Prompt 1: Knowledge Cutoff Test
Who won the Super Bowl in February 2027?
Model should recognize this is beyond its training data and say so rather than hallucinating.
Prompt 2: Letter Counting (Known Weakness)
How many letter r's are in the word "strawberry"? Count carefully.
Check if correct (answer: 3). Many models get this wrong, even when asked to count carefully.
Prompt 3: Hallucination Trap
Name three books by [insert an obscure author you actually know well].
Use an author you know so you can verify. If obscure enough, AI might hallucinate titles.
Goal: Build your "AI smell" by testing AI on topics you actually know.
Step 1: Think of a topic you know well: your profession, a hobby, your hometown.
Step 2: Ask AI a specific factual question about this topic.
Step 3: Before reading the response, predict: will this be accurate?
Step 4: Read carefully and fact-check at least two claims.

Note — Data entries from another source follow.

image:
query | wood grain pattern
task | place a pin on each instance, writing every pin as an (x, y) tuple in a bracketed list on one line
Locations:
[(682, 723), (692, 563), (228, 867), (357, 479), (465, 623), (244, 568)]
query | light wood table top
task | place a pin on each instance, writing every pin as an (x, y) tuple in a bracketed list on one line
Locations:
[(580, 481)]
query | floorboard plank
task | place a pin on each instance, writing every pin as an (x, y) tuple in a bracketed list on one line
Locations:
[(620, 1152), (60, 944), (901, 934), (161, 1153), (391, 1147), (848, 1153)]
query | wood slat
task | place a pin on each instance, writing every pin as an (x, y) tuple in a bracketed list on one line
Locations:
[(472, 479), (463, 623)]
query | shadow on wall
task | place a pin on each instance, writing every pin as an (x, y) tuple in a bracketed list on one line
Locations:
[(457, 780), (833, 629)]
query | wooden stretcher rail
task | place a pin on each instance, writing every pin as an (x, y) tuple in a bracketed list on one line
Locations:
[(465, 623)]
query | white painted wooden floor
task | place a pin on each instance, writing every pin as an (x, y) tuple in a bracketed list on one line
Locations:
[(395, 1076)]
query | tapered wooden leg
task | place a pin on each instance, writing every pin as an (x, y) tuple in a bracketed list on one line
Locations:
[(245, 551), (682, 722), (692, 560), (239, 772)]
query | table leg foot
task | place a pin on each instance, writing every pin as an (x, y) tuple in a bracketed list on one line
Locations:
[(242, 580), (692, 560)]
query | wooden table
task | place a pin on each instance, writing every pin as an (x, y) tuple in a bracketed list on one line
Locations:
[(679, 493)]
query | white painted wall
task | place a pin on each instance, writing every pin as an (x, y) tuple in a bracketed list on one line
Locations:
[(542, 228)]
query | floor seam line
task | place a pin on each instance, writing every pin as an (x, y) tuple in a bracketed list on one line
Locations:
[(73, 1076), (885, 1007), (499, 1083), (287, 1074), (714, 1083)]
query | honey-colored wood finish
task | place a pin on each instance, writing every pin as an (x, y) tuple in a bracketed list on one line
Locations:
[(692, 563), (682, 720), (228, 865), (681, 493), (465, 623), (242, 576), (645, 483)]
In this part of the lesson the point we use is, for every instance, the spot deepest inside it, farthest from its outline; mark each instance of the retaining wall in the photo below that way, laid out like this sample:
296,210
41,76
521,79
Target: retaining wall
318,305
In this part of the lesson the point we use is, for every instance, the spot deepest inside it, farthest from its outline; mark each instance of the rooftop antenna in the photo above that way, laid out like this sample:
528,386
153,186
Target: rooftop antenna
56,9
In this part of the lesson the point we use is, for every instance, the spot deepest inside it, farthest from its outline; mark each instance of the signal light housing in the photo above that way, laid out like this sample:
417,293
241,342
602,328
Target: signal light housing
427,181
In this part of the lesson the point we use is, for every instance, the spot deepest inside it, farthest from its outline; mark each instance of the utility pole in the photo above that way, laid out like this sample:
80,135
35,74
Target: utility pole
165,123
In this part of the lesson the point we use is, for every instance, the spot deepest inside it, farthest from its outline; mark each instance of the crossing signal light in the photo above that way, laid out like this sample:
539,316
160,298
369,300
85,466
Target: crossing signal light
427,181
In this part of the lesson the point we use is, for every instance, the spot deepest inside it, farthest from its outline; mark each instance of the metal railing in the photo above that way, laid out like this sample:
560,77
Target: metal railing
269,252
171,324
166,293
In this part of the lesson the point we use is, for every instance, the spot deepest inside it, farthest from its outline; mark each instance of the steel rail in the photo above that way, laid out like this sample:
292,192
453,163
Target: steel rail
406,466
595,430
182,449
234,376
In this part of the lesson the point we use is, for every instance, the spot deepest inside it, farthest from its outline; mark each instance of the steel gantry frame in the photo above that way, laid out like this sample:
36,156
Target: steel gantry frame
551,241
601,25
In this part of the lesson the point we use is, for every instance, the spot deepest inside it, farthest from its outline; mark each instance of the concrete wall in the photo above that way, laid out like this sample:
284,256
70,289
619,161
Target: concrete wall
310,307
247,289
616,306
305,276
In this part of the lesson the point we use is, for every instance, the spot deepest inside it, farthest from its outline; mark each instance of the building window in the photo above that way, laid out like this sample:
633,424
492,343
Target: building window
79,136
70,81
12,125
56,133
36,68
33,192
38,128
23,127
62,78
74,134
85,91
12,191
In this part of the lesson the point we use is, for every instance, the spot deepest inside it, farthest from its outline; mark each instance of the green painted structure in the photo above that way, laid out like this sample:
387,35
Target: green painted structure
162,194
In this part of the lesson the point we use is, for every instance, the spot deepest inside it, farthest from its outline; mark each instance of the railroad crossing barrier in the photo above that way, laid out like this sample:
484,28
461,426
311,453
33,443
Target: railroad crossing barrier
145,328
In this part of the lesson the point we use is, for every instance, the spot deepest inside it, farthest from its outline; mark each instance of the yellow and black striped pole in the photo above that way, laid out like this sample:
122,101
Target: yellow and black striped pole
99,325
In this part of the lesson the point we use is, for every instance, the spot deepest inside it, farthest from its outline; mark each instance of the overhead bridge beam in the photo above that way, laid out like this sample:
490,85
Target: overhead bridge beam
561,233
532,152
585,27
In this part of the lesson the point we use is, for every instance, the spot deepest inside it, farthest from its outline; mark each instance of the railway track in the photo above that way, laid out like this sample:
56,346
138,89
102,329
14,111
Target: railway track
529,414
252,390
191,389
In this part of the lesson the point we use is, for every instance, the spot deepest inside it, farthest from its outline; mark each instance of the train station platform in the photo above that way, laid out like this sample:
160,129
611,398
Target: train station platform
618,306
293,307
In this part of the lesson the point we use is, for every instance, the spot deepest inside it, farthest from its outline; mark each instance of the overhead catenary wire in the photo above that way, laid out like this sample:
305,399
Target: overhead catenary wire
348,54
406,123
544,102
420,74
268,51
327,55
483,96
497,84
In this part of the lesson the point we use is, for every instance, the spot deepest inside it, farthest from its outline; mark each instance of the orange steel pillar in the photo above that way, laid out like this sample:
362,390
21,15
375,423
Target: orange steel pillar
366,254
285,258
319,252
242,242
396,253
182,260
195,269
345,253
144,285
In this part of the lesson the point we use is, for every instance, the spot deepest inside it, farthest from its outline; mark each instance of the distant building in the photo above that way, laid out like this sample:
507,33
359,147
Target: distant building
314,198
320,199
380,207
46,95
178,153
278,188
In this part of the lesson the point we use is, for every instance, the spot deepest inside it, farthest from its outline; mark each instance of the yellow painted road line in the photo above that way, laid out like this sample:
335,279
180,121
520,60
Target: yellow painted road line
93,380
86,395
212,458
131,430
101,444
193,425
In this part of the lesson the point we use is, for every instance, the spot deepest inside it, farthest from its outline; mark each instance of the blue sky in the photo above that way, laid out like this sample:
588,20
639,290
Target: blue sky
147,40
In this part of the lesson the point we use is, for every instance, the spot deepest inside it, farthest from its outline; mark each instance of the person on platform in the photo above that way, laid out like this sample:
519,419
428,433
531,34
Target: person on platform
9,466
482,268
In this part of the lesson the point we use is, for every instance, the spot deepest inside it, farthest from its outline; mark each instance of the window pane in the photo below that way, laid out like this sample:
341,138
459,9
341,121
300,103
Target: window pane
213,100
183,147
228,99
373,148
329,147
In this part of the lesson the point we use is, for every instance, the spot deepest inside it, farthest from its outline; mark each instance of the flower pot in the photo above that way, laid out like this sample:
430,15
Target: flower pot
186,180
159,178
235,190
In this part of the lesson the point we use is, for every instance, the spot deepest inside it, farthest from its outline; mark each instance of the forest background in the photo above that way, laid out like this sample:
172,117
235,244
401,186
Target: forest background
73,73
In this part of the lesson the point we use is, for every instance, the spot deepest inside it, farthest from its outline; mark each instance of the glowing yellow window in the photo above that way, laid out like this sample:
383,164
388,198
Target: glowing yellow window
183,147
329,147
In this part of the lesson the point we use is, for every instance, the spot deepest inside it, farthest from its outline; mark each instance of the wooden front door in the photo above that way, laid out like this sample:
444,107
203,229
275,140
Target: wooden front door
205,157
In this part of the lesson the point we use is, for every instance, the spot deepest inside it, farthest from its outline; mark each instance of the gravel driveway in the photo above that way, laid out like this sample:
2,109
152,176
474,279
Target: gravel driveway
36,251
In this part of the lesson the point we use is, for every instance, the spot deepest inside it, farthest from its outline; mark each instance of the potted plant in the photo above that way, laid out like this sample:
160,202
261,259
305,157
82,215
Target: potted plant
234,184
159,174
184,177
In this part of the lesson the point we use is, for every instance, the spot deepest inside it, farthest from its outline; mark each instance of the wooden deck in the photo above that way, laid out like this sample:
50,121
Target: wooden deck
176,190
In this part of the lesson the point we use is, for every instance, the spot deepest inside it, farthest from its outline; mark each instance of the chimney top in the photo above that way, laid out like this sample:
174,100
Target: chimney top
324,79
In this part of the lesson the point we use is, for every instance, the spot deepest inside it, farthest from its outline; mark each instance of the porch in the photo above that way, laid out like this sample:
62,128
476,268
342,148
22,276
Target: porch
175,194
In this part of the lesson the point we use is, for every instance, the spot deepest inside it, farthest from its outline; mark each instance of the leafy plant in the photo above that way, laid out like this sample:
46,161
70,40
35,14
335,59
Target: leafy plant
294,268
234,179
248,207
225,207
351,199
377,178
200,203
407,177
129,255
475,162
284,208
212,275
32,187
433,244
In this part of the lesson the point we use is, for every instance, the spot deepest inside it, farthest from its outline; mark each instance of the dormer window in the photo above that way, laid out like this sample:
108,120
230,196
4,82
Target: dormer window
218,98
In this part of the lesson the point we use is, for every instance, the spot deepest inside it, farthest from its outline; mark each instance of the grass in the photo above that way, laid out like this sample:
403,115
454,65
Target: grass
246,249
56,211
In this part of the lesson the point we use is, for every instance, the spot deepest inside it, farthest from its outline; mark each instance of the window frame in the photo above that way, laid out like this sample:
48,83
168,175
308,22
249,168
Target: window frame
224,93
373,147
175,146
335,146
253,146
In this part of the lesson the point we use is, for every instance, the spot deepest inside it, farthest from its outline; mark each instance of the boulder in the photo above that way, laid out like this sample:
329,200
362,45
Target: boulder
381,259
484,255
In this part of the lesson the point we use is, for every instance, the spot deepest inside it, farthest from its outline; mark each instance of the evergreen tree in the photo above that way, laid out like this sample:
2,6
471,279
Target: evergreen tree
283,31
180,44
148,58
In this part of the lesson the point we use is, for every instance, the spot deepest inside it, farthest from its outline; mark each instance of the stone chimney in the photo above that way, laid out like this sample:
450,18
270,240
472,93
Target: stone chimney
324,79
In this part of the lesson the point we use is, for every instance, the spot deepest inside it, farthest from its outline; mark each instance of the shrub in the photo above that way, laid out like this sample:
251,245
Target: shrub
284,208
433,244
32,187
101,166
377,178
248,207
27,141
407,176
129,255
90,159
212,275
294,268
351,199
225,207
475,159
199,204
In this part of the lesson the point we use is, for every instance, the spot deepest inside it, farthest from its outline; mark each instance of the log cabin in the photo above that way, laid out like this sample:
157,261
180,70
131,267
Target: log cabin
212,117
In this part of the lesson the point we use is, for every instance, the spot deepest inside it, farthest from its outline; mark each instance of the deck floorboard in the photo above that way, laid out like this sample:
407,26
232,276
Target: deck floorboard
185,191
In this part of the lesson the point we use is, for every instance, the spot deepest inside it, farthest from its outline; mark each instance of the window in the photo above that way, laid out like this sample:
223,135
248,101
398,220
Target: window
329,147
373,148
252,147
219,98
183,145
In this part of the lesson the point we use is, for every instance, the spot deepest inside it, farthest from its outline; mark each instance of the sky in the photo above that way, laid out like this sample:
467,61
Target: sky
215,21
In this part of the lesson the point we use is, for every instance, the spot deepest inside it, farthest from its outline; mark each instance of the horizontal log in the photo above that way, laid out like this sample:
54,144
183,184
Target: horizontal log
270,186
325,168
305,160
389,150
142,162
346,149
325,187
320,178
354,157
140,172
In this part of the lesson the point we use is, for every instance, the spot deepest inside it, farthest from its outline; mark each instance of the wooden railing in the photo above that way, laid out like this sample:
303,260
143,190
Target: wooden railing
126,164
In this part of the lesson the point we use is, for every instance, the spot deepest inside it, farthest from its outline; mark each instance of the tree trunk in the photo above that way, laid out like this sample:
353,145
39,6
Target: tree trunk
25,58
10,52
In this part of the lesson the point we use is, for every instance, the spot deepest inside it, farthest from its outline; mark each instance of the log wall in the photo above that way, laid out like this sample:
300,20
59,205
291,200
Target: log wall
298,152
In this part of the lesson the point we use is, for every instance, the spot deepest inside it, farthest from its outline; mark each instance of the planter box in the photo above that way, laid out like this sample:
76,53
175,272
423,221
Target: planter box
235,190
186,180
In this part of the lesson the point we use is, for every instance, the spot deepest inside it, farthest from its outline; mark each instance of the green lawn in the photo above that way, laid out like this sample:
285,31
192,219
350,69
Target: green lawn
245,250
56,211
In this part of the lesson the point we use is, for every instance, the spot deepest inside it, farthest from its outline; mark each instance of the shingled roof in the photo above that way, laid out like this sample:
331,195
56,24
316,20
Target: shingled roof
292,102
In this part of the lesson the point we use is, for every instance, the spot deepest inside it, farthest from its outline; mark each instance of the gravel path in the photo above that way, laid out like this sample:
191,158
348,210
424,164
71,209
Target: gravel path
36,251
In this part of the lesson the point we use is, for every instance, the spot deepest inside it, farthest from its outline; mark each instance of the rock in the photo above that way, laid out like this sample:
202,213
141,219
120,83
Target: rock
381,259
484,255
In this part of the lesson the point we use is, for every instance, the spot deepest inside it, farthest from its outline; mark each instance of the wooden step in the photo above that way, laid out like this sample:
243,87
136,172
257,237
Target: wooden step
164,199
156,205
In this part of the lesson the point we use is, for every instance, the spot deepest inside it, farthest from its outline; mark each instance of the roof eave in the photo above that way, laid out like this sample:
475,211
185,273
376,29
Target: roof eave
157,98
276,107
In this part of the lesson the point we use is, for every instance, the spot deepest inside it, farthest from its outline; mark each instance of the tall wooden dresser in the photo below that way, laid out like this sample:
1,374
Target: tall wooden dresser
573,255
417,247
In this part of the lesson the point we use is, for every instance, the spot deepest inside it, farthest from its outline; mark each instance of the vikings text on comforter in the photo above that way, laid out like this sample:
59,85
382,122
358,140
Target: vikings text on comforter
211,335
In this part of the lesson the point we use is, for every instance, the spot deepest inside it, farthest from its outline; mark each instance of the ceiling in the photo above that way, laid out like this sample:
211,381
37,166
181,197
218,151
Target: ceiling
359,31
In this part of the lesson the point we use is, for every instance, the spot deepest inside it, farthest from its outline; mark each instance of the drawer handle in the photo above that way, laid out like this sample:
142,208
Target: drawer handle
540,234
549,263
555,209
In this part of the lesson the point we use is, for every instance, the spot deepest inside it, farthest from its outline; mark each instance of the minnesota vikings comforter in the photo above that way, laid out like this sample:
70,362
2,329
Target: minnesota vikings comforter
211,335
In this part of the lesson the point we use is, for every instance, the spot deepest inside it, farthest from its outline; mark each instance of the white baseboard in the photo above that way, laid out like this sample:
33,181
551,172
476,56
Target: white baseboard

Step 5: Score the response:
- How many claims were accurate?
- How many were wrong or unverifiable?
- Did the tone match actual accuracy?
Repeat with different domains to calibrate your expectations.
- Hallucination is fundamental, not a bug. AI generates plausible-sounding content without checking accuracy.
- Math and counting are weaknesses. Do not trust AI for precise calculations or character counting.
- Knowledge cutoffs create blind spots. AI cannot know about recent events after its training date.
- Confident tone means nothing. AI sounds certain even when completely wrong.
- Trust but verify is the right approach. Use AI freely, but check output when accuracy matters.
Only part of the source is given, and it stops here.